Warum? Weil du Dich schon in deinen letzten 347846432876432876 Beitraegen so als (nervtoetendes) Kind geoutet hast, dass du's irgendwie wieder "Gutmachen" willst und Dich einfach mal als ein wenig aelter darstellst.

Jeder kann sich selbst ein Bild drueber machen, ich denke nur, dass ich der Einzige bin, der's sagt 

MfG


----------



## Karpfenbeschwörer (26. Februar 2008)

*AW: wettangeln für kids*

fischpaule dann musst du aber auch erstmal lesen lernen... meine texte sind nur etwas für spezis... ^^


----------



## Gardenfly (26. Februar 2008)

*AW: wettangeln für kids*

Das Wort Wettkampf würde ich ganz schnell streichen,jeder der die Hexenjagt damals vom Monitor noch kennt,weiss was ich meine.
Gibt es eigentlich den Propagandafilm irgenwo zum ansehen ?

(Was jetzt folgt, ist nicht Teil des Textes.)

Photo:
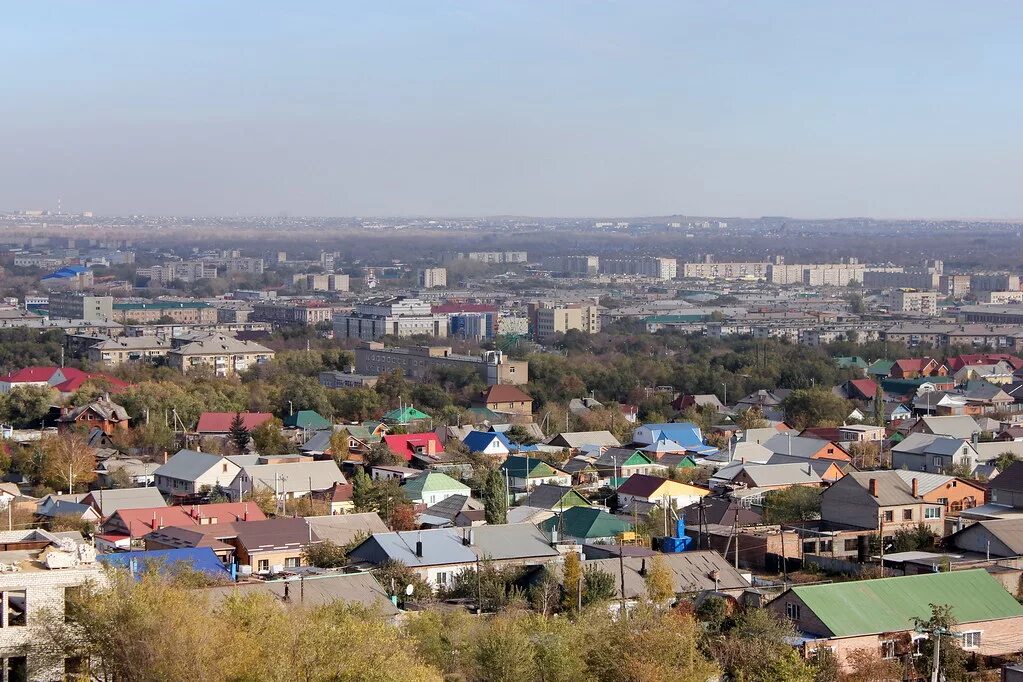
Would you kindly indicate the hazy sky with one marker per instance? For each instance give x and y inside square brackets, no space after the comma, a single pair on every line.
[549,108]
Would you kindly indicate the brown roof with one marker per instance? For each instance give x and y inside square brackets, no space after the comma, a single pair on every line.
[502,393]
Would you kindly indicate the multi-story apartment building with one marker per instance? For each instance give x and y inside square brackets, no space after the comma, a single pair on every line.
[547,320]
[735,271]
[284,313]
[225,355]
[421,362]
[645,266]
[397,316]
[77,306]
[181,312]
[914,302]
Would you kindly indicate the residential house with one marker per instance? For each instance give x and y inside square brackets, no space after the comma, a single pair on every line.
[219,423]
[188,472]
[926,452]
[881,615]
[585,526]
[286,478]
[879,500]
[547,496]
[439,554]
[526,472]
[102,413]
[655,490]
[432,487]
[694,573]
[505,399]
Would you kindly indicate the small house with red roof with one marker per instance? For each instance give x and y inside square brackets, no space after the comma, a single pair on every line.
[910,368]
[408,445]
[505,399]
[219,423]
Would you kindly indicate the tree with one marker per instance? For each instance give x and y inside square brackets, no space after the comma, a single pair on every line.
[796,503]
[814,407]
[951,658]
[69,459]
[660,583]
[495,499]
[237,434]
[573,582]
[269,438]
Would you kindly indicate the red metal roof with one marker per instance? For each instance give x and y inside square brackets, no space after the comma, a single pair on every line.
[220,422]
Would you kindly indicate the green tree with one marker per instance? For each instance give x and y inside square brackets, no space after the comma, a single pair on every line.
[495,499]
[237,434]
[788,505]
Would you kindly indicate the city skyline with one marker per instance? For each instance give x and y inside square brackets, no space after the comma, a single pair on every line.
[525,109]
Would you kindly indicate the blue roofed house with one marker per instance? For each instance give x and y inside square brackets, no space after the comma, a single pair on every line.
[487,443]
[684,434]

P. S. die Kids haben ihre eigenen Hegefischen,selten das dort offen gefischt wird.


----------



## gründler (26. Februar 2008)

*AW: wettangeln für kids*

Manche hier sollten sich mal an Kopf packen!
Wenn ich eins mag dann diese Sch...Doppelmoral.
Andere Länder und ihre Stipp Profis loben und hier an anderer Stelle rumheulen.Kann nicht jeder selber entscheiden was er macht ohne das irgend jemand völlig Sinnlose Kommentare ab gibt.Und wenn ich keine Ahnung habe was sogennante Hegefischen Wettkämpfe betrifft dann halte ich mein M...!

Ps:Googel hilft manchmal!
Und wir haben ja auch kein Deutsches Nationalteam neiiiin wer denkt sowas das ist doch in Deutschland verboten!
Erst schlau machen und dann reden!


----------



## m-spec (26. Februar 2008)

*AW: wettangeln für kids*



Gardenfly schrieb:


> Gibt es eigentlich den Propagandafilm irgenwo zum ansehen ?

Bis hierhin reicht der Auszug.